Accidents happen. When an accident happens at work, and someone ends up getting seriously injured, it’s not always clear how to proceed. Employees may be qualified to receive disability compensation for both physical disabilities (which can range from back problems to diabetes to asthma) and mental disabilities (including depression, anxiety, schizophrenia, and more).
Who Qualifies for Social Security Disability?
According to the U.S. Department of Labor, employees who are injured at work are entitled to certain compensations. The first is medical, hospital, and surgical services as needed. If the employee has injuries related to their job and are temporarily unable to work, they can receive up to 45 days worth of paid leave, and any time spent out of work beyond that can be counted as sick leave or vacation time. For people who are injured at work and are permanently injured, the amount of compensation fluctuates depending on the injury.
When someone is injured at work in a way that is related to their job, they should get medical treatment immediately, even if the injury seems minor. The injury should be reported to a supervisor, and medical bills and proper paperwork should be submitted as soon as possible. Then, the employee needs to organize and submit a claim for compensation.
Applying for Disability
Someone who was injured at work and is looking to receive supplemental security income or social security disability may choose to hire the services of disability advocates. These attorneys help their clients collect the SSI disability they deserve, and only collect a fee if the client wins their case. Getting the most from a disability claim– enough to live on if someone is injured to the point where they cannot return to work– it necessary to maintaining the same lifestyle.
The process of applying for disability can easily become long and drawn out without the aid of someone who knows what they’re doing. Disability advocates not only strive to help their clients win their cases and get the most out of their settlement, but they can help make sure paperwork is processing with social security and cut down on the time it will take for the client to receive disability compensation.

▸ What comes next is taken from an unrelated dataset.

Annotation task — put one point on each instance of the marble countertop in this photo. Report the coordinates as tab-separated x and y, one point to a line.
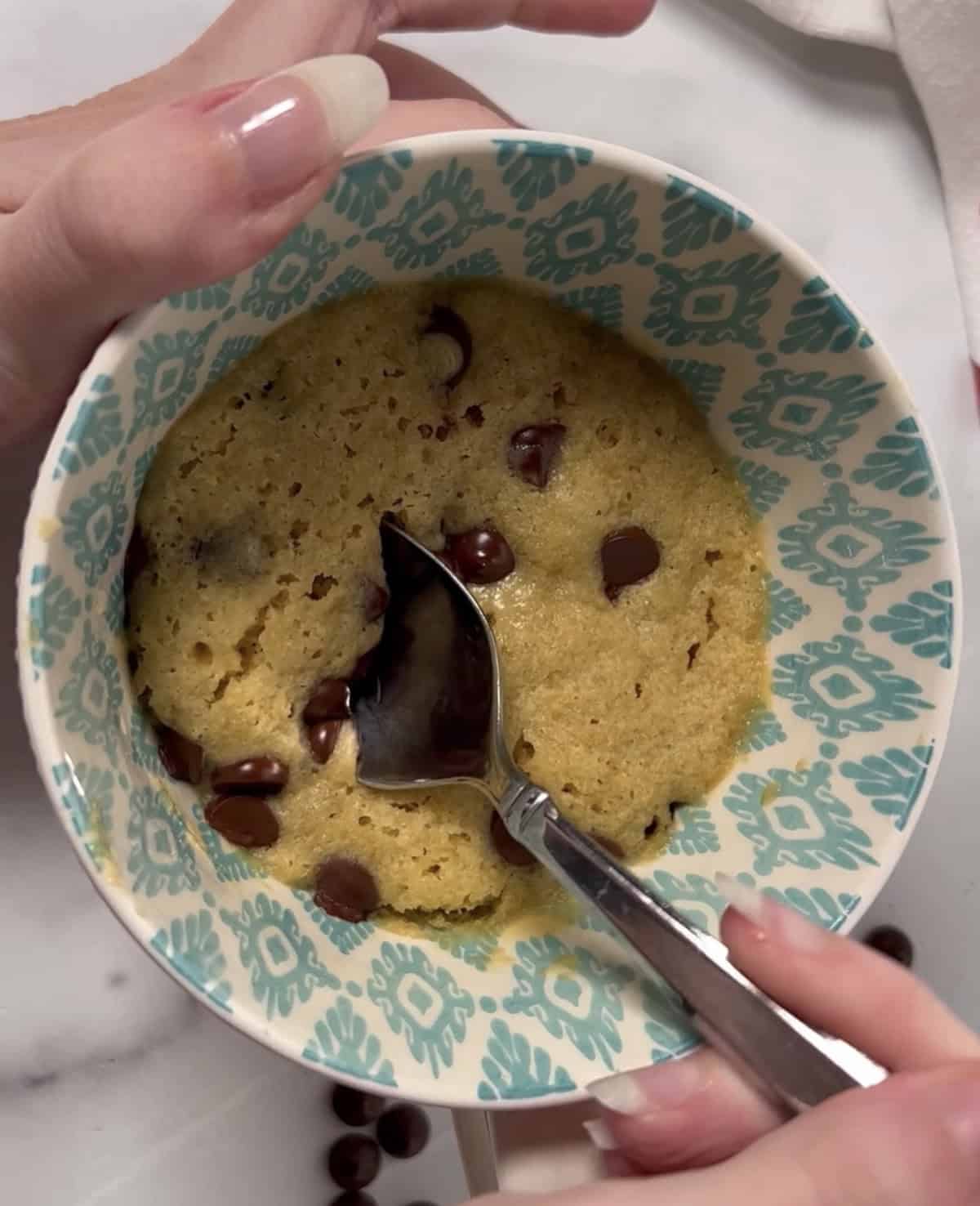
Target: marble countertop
114	1087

Worker’s compensation following an injury comes out of the company’s insurance. In some cases, injured employees can sue outside of worker’s compensation. Here are the scenarios where an injured employee has a case for more than just worker’s compensation:
- If they are injured at work by a defective product or toxic material. The employee can also sue the manufacturer of the product which caused their injury
- If the injury was the result of the employer’s poor judgement, reckless behavior, or neglect. The injured person can also file a personal injury suit against the employer responsible for their injury.
- If the company doesn’t have worker’s compensation insurance coverage an injured employee can sue the employer and receive money from the state.